Delphi Wins Dispute with IRS over Claim of British Tax Address

(Bloomberg) Delphi Automotive Plc said it won a long-running dispute with the Internal Revenue Service over whether the parts maker, which is run from a Detroit suburb, should be allowed to call itself British for tax purposes.

The IRS on April 8 dropped an effort to tax Delphi as a U.S. company, Delphi said in a regulatory filing Wednesday. The victory may have spared the company as much as $100 million a year in taxes.

The former auto-parts arm of Detroit-based General Motors Co., Delphi changed its legal address in 2009 as part of a plan to emerge from bankruptcy protection. Under the deal, creditors including GM and a group of U.S. hedge funds purchased most of Delphi’s assets through a newly formed English entity.

The U.S. Treasury, which had bailed out GM amid a collapse in the U.S. auto market, took part in the negotiations and authorized GM to release Treasury funds to pay for its portion of the deal.

Since going public in 2011, Delphi has claimed that its tax address is in a diesel plant and research compound in an industrial park about an hour’s train ride east of London.

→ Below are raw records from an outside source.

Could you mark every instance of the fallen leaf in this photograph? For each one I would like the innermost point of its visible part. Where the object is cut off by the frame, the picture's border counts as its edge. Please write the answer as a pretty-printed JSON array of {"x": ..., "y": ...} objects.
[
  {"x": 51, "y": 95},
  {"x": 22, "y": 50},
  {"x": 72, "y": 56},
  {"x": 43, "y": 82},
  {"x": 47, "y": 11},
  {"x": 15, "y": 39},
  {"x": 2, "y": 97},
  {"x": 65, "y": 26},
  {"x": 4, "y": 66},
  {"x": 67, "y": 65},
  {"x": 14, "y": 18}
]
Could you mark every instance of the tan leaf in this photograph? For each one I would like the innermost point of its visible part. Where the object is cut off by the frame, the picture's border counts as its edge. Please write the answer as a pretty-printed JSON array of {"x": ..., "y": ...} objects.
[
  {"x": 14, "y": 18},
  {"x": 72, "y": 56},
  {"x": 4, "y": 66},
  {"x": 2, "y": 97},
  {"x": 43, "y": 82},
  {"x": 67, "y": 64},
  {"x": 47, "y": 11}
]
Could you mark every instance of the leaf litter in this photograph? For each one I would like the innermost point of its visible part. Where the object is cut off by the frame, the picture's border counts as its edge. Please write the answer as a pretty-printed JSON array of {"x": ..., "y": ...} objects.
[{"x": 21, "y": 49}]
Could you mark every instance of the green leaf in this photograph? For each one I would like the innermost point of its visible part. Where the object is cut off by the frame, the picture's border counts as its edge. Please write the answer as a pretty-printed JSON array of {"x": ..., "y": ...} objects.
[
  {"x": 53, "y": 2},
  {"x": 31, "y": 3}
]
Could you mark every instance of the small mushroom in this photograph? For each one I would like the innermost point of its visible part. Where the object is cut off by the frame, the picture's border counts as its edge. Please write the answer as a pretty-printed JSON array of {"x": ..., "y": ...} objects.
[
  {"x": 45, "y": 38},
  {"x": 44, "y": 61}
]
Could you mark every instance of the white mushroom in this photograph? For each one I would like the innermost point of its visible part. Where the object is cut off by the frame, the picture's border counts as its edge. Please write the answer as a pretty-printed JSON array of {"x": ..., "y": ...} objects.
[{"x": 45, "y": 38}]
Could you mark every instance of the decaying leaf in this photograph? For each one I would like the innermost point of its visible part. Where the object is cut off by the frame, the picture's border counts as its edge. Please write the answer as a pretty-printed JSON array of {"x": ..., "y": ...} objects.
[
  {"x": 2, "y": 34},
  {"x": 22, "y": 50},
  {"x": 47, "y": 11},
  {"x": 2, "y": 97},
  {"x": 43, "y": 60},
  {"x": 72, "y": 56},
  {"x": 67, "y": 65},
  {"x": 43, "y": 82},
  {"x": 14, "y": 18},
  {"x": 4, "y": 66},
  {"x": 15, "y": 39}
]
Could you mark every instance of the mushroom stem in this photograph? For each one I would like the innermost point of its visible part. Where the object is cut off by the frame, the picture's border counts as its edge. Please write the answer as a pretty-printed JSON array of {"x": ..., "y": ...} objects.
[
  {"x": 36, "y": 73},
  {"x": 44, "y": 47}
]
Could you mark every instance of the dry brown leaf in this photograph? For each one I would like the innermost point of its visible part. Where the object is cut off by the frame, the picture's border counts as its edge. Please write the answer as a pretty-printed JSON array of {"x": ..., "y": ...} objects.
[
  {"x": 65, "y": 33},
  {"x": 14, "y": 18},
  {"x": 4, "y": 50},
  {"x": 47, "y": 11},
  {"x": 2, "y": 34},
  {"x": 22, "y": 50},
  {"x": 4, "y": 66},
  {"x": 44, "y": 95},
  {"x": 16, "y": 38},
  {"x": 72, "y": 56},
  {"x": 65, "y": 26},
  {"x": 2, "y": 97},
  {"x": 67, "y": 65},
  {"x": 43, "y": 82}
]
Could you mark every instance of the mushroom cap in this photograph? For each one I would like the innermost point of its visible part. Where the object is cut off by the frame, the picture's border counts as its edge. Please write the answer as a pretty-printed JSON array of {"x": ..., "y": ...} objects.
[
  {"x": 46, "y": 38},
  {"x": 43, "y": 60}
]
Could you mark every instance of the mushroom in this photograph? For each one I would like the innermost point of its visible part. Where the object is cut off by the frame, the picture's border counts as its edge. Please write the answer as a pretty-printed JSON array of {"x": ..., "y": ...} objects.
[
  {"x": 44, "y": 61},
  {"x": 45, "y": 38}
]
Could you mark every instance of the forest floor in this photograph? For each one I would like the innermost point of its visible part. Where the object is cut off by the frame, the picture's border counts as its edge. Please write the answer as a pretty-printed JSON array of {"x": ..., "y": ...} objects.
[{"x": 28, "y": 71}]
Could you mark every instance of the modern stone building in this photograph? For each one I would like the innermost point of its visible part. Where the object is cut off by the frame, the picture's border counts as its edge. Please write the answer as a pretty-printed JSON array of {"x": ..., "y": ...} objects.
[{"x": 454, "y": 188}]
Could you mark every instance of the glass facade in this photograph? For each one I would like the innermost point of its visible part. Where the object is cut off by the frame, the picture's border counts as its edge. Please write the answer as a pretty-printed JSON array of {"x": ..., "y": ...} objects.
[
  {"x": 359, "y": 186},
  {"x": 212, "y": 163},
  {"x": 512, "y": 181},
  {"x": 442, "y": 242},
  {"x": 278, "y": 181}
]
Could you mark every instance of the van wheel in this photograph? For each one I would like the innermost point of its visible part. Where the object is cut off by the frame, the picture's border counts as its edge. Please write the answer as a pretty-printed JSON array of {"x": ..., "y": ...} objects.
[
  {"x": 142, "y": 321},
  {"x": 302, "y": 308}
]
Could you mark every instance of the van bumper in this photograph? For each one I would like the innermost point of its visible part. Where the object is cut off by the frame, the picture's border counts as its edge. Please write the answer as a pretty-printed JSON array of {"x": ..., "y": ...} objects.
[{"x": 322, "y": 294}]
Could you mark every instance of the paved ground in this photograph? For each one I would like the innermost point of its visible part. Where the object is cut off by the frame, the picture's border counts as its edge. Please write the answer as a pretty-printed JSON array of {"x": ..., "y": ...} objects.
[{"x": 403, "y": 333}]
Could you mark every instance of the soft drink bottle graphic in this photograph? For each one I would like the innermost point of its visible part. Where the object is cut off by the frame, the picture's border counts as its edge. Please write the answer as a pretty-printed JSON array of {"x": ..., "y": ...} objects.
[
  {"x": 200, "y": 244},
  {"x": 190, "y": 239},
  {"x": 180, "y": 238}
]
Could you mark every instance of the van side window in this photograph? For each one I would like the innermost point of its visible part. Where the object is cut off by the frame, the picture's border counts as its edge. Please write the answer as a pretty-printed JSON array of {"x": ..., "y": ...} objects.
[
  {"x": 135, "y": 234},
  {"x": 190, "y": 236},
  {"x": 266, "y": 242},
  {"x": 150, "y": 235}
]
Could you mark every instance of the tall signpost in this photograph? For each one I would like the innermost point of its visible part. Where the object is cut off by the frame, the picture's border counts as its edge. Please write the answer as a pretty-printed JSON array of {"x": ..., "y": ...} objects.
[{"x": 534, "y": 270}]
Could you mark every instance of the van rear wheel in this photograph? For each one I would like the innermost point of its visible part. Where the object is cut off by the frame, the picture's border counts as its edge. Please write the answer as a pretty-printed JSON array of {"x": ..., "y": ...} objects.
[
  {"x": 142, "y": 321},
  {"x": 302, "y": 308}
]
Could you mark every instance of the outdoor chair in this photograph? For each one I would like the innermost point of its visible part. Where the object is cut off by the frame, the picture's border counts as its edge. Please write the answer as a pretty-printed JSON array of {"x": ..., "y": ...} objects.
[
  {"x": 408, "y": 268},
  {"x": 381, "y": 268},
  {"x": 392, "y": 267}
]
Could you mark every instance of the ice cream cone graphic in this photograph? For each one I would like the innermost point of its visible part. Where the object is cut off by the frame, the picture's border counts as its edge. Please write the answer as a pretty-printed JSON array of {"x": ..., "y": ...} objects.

Most of its top executives continue to work from its Troy, Michigan, offices.

In a regulatory filing in February, Delphi said that a loss in the IRS case would increase its long-term effective tax rate to about 20 percent or 22 percent, from about 17. Analysts estimate Delphi will earn about $2.1 billion before taxes this year, translating to a savings of $63 million to $105 million.